Aufgrund des neuen FINIG müssen rund 2'500 unabhängige Vermögensverwalter (UVV) und Trustees bei der FINMA eine Bewilligung beantragen, um zukünftig ihr Geschäft weiterführen zu können. Bewilligungsgesuche von bestehenden Unternehmen müssen bis spätestens Ende 2022 bei der FINMA eingereicht werden, was wiederum voraussetzt, dass bis Mitte Jahr ein entsprechendes Gesuch zur Vorprüfung an eine Aufsichtsorganisation (AO) übermittelt wurde. Trotz dreijähriger Übergangsfrist haben aktuell erst rund 250 eigenständige Institute die Bewilligung der FINMA erhalten, so dass angesichts des sich abzeichnenden Staus bei der Bearbeitung der Gesuche einzelne Stimmen bereits eine Erstreckung der Übergangsfrist für die Einreichung des Bewilligungsgesuchs forderten (was seitens FINMA aber kategorisch ausgeschlossen wird).

Trotz der Tatsache, dass wohl einige aktuell tätige Vermögensverwalter keine Bewilligung erhalten oder gar nicht erst beantragen werden, dürfte es - entgegen früher verschiedentlich geäusserter Prognosen - nicht zu einem Massensterben unter den Vermögensverwaltern kommen.

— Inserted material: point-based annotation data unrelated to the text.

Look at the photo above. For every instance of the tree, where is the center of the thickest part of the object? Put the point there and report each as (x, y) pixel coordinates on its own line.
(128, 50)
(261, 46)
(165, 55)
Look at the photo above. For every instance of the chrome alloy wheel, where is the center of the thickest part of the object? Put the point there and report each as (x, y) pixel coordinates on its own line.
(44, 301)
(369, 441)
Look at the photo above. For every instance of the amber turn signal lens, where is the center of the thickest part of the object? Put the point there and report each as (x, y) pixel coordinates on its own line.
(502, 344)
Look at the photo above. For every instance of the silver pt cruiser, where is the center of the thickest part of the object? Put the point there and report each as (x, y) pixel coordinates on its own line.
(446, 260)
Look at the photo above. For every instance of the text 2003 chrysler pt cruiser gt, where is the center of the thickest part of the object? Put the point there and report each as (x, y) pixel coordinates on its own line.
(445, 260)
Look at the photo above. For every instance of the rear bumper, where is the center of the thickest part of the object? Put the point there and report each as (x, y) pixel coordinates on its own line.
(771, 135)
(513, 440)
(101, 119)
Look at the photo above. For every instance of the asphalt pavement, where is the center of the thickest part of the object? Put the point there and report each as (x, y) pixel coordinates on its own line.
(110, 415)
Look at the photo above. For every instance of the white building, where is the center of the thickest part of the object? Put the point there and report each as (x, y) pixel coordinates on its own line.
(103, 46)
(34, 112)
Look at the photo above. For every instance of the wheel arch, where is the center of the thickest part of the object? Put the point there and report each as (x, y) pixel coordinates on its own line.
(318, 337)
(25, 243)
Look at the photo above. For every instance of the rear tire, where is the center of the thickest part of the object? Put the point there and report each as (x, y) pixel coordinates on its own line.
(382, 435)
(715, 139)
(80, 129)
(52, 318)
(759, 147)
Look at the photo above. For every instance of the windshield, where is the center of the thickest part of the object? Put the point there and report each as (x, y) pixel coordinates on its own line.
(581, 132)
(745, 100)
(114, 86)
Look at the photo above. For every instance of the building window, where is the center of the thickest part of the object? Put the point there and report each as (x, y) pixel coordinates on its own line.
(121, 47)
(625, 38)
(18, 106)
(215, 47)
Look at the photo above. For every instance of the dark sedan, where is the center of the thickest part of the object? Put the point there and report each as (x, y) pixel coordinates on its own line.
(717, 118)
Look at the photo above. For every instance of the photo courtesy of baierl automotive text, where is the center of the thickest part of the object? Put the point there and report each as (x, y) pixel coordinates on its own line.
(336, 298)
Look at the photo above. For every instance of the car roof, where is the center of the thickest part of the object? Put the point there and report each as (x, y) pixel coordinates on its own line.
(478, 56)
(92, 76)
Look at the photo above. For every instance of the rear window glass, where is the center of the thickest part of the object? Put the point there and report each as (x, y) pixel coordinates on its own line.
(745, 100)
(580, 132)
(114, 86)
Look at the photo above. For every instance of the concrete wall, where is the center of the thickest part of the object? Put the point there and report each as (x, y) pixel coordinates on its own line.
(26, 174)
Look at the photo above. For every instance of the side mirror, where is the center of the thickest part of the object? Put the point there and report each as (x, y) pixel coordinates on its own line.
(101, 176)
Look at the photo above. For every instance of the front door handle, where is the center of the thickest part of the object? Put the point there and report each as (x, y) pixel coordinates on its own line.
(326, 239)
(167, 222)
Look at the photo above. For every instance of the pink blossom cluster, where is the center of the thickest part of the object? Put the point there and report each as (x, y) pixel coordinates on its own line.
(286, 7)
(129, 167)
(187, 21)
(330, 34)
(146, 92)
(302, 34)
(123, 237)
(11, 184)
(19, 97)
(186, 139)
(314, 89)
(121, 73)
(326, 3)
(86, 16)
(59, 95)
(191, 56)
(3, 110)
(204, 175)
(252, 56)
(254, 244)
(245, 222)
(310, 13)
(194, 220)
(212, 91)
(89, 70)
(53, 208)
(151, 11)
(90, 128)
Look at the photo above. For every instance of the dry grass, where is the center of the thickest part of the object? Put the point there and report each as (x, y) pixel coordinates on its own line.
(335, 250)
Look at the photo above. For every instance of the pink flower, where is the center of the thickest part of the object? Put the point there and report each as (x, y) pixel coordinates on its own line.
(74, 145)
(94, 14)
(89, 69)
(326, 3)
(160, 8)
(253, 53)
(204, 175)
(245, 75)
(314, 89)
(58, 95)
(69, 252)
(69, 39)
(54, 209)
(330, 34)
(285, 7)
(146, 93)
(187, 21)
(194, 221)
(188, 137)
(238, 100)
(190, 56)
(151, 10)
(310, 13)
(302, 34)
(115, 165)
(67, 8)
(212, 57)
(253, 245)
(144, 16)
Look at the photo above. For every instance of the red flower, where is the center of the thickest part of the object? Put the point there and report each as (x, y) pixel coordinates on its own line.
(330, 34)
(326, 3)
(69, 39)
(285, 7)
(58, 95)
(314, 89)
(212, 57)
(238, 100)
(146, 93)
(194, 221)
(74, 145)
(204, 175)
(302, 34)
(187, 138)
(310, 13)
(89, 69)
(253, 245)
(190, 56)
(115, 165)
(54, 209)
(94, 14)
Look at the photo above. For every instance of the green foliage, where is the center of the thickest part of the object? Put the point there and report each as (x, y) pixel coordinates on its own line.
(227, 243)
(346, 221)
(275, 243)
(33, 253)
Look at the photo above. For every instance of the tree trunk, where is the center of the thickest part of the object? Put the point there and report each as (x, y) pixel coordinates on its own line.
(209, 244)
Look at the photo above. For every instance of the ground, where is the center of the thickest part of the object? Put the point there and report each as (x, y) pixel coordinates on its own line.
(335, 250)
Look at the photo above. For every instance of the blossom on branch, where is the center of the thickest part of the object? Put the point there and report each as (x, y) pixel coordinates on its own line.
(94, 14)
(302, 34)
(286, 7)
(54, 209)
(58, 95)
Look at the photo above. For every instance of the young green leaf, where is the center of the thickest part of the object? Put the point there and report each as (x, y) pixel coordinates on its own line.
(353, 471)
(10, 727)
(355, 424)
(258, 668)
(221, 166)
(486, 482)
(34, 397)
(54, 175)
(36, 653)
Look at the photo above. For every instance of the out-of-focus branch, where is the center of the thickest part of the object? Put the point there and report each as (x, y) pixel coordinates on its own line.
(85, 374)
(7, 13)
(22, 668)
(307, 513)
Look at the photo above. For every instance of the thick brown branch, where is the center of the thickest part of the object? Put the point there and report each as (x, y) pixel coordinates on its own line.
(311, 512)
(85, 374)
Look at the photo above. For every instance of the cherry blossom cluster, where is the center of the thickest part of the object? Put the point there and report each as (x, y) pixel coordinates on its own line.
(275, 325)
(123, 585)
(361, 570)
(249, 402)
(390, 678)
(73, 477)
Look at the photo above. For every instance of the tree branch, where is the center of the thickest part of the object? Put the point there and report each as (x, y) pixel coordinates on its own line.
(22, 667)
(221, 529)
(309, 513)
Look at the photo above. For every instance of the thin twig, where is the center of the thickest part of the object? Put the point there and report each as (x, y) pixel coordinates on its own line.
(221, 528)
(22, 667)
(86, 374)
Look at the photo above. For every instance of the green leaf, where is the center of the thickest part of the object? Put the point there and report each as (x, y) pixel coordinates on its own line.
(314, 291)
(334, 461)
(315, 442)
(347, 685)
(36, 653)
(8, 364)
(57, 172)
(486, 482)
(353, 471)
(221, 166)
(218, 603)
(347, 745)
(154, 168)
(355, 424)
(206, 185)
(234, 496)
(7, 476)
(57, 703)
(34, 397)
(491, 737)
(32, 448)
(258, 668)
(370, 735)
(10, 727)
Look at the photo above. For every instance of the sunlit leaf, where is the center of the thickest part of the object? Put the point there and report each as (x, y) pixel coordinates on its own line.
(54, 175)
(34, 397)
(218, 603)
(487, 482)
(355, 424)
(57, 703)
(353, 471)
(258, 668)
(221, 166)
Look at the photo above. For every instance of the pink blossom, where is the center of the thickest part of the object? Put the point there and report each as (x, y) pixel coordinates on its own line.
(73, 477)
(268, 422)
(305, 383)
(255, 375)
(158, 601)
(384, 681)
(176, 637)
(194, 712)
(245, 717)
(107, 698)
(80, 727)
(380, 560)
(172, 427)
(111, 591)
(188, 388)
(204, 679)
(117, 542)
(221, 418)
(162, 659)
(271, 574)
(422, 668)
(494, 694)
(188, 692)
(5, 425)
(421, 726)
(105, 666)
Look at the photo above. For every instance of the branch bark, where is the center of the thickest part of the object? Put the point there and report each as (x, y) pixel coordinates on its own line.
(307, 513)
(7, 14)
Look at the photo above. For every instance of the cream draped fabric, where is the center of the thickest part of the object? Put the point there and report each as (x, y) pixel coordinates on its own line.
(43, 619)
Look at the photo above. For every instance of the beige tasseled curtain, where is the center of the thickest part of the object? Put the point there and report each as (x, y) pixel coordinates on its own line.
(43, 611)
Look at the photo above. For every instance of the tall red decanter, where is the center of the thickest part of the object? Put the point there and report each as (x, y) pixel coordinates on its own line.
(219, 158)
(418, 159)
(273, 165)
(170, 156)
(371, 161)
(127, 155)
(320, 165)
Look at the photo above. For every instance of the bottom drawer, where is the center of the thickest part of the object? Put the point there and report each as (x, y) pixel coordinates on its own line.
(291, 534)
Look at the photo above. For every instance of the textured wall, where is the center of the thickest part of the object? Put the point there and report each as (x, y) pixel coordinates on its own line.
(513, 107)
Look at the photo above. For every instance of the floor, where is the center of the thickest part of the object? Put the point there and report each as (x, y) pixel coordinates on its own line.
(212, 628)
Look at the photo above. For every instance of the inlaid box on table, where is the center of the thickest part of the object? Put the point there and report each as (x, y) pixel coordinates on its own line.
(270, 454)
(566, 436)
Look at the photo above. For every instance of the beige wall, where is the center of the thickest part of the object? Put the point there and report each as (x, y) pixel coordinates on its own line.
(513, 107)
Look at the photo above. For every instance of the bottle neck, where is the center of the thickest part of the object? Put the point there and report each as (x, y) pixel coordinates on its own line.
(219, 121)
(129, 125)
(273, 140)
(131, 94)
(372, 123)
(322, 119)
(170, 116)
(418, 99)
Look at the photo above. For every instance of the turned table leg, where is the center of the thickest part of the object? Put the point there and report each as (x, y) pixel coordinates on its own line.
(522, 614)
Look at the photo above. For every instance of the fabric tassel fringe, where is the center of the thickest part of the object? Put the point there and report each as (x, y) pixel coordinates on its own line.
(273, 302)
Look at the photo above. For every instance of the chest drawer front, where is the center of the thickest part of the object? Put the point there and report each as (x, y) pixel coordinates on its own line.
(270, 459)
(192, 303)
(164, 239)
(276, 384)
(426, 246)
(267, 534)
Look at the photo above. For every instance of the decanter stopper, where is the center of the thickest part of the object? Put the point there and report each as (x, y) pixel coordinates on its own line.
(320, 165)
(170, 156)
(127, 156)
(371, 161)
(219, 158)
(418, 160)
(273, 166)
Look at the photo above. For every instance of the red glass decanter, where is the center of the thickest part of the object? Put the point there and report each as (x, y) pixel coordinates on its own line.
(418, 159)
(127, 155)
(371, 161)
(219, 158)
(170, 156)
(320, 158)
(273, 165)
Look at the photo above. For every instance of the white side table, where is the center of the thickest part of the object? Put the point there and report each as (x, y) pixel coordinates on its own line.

In den Medien wurde zuletzt die Zahl von rund 450 Instituten genannt, welche sich aus dem Markt zurückziehen oder sich bestehenden Instituten anschliessen würden. Selbst wenn dies zutreffen sollte, ist jedenfalls nicht mit einem substanziellen Rückgang der gesamthaft tätigen Institute zu rechnen, zumal zahlreiche neu gegründete Institute daran sind, unter dem neuen regulatorischen Regime eine Bewilligung zu beantragen.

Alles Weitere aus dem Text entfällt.